FS2 camera from Blender to production

In this entry, I wanted to document what is the process of making one of this cameras, starting from the 3D – model to the end product where you turn it on and connects to WiFi ready to take pictures.

After removing the support and sanding the round columns the first thing is to connect the front and back case together and see that they fit correctly. Usually, they do but PET is a tricky plastic to print and the end termination is a bit rougher than with PLA so it requires some post-production work. As an advantage, this plastic is stronger than PLA, and will stand a crash much better since it’s more elastic and resistant. I would say the best termination and strength balance would be to print this in ABS but I dislike the smokes and the fact that is also very difficult to print at home.

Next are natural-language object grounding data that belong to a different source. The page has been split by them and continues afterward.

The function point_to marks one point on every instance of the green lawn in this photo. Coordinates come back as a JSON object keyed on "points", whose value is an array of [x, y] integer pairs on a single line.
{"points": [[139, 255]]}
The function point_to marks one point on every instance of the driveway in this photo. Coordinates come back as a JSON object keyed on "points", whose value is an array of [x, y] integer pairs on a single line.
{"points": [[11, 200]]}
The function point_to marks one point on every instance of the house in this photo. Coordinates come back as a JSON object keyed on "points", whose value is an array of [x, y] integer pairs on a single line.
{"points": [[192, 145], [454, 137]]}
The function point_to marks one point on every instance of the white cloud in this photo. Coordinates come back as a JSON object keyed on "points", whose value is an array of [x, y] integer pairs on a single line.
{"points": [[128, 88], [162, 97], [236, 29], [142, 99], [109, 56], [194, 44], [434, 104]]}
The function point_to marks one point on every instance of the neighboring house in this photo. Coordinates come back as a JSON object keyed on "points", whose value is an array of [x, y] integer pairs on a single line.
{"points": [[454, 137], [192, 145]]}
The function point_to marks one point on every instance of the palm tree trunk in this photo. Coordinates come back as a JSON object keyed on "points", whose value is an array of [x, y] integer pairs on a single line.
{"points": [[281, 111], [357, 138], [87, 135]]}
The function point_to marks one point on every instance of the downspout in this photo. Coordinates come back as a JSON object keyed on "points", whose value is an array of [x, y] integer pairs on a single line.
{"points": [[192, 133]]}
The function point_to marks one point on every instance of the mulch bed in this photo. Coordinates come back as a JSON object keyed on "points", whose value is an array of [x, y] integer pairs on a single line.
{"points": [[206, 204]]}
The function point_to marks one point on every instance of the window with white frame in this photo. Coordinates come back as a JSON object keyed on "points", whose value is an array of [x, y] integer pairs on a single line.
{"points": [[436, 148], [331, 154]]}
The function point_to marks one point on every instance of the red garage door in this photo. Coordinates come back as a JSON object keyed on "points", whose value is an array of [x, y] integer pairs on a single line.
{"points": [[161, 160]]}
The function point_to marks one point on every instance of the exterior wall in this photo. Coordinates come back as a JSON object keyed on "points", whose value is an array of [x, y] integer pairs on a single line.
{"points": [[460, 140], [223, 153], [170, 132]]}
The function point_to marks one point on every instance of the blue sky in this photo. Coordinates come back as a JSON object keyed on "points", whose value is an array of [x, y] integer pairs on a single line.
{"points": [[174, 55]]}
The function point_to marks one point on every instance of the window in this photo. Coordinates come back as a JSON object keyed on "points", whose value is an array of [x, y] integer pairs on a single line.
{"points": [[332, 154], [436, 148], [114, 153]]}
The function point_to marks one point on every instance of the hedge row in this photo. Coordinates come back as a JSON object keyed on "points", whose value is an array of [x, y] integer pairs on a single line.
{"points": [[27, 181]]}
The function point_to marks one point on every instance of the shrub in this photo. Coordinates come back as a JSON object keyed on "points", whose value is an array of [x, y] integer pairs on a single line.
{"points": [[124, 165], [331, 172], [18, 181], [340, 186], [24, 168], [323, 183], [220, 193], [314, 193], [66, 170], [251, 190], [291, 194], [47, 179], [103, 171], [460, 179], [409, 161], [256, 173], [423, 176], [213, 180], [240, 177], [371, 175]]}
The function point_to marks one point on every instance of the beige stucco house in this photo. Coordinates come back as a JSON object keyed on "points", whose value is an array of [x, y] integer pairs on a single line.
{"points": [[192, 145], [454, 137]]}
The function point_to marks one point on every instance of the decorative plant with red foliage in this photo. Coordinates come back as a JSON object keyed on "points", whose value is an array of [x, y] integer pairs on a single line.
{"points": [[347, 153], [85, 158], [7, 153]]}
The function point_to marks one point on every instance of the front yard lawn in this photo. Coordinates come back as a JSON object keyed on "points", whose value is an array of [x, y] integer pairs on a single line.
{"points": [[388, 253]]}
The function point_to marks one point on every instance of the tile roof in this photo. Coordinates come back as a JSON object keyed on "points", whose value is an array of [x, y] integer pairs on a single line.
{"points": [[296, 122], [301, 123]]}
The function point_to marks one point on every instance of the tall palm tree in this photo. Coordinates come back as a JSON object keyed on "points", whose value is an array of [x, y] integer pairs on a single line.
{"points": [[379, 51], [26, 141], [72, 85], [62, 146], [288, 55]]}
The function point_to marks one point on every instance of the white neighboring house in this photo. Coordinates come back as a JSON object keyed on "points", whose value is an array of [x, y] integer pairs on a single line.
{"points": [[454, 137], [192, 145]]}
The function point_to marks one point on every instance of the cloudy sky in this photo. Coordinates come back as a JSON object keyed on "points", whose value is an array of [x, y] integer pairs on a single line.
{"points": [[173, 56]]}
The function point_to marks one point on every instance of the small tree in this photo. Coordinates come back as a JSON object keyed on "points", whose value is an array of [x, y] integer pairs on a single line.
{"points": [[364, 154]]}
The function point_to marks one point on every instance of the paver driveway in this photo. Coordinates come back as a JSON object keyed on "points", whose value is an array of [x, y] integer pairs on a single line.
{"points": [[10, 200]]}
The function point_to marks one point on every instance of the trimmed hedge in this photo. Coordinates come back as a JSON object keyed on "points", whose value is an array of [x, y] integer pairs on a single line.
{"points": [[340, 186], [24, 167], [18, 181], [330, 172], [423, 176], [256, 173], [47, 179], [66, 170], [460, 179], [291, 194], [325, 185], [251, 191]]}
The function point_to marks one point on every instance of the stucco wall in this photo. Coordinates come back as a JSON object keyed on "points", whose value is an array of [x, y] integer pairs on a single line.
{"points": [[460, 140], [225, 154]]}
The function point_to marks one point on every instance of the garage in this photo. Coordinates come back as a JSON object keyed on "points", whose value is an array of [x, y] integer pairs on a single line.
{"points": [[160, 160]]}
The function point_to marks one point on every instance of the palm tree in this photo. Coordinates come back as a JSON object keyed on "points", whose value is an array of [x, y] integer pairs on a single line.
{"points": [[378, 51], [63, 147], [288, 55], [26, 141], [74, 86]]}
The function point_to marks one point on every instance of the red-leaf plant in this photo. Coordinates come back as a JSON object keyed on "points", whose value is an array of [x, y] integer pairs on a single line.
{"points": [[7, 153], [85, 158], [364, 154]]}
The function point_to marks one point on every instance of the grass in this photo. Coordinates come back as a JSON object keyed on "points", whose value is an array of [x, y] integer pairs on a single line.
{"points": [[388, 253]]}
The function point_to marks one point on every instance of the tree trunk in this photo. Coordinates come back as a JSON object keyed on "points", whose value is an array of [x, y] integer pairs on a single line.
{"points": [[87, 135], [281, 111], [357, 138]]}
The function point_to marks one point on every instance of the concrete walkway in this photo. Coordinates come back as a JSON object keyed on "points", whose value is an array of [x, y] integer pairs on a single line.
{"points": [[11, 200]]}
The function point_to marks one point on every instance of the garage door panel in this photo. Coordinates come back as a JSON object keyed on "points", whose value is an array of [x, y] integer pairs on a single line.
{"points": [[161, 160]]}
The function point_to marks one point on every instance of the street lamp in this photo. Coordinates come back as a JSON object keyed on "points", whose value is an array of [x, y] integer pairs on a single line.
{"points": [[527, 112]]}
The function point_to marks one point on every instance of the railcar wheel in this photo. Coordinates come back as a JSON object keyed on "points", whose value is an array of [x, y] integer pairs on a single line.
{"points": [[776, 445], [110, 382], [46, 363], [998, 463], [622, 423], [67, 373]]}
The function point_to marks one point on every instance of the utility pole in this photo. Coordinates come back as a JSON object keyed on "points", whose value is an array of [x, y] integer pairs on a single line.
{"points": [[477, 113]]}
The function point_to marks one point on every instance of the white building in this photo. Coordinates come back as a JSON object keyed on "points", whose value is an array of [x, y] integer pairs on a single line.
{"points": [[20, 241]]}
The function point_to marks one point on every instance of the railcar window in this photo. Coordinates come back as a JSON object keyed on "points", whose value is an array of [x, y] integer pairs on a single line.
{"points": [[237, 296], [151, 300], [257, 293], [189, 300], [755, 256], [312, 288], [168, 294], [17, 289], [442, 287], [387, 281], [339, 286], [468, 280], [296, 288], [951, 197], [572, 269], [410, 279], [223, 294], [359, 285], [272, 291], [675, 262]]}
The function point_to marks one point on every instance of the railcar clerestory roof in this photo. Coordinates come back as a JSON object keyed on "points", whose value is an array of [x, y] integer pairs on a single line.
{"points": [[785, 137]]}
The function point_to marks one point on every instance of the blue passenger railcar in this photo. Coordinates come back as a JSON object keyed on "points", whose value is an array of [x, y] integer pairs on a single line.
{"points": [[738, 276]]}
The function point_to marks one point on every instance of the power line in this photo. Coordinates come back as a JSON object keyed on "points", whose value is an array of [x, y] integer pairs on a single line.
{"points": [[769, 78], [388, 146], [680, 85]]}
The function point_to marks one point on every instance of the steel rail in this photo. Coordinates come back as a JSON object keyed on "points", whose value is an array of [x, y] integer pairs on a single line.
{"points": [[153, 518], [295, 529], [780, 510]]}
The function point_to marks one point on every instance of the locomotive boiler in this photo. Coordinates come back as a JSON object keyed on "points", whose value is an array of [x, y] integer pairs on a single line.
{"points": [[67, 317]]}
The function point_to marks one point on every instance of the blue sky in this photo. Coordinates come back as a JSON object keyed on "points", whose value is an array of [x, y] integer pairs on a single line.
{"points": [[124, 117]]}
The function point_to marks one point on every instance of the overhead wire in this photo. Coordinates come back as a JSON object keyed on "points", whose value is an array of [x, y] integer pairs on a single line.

When this step is ready then it’s the time to heat up the soldier and prepare the ON/off switch and the shutter button. Then there are 8 cables more that go from the Arducam (2 or 5 mega version) to the Wemos D1, that is the responsible of uploading the picture to the cloud. This is a prototype for myself so it looks a bit messy but shows how it is at this stage:

3 pair of cables from the left to the right: Battery, ON/off and shutter button

Then comes the reality shock moment that is to connect the Wemos ESP8266 through USB to the computer and upload the program that will do the magic of receiving the JPEG image from Arducam and upload it to a php API endpoint. Usually, at this point there is something that needs to be corrected, but either nothing works or all is fine and dandy. I open the mobile hotspot and turn on the camera. See if connects, try to take a picture, preview it on the PHP-gallery.  Try to test timelapse mode, see it works, and that’s pretty much it. A new camera is ready to be delivered.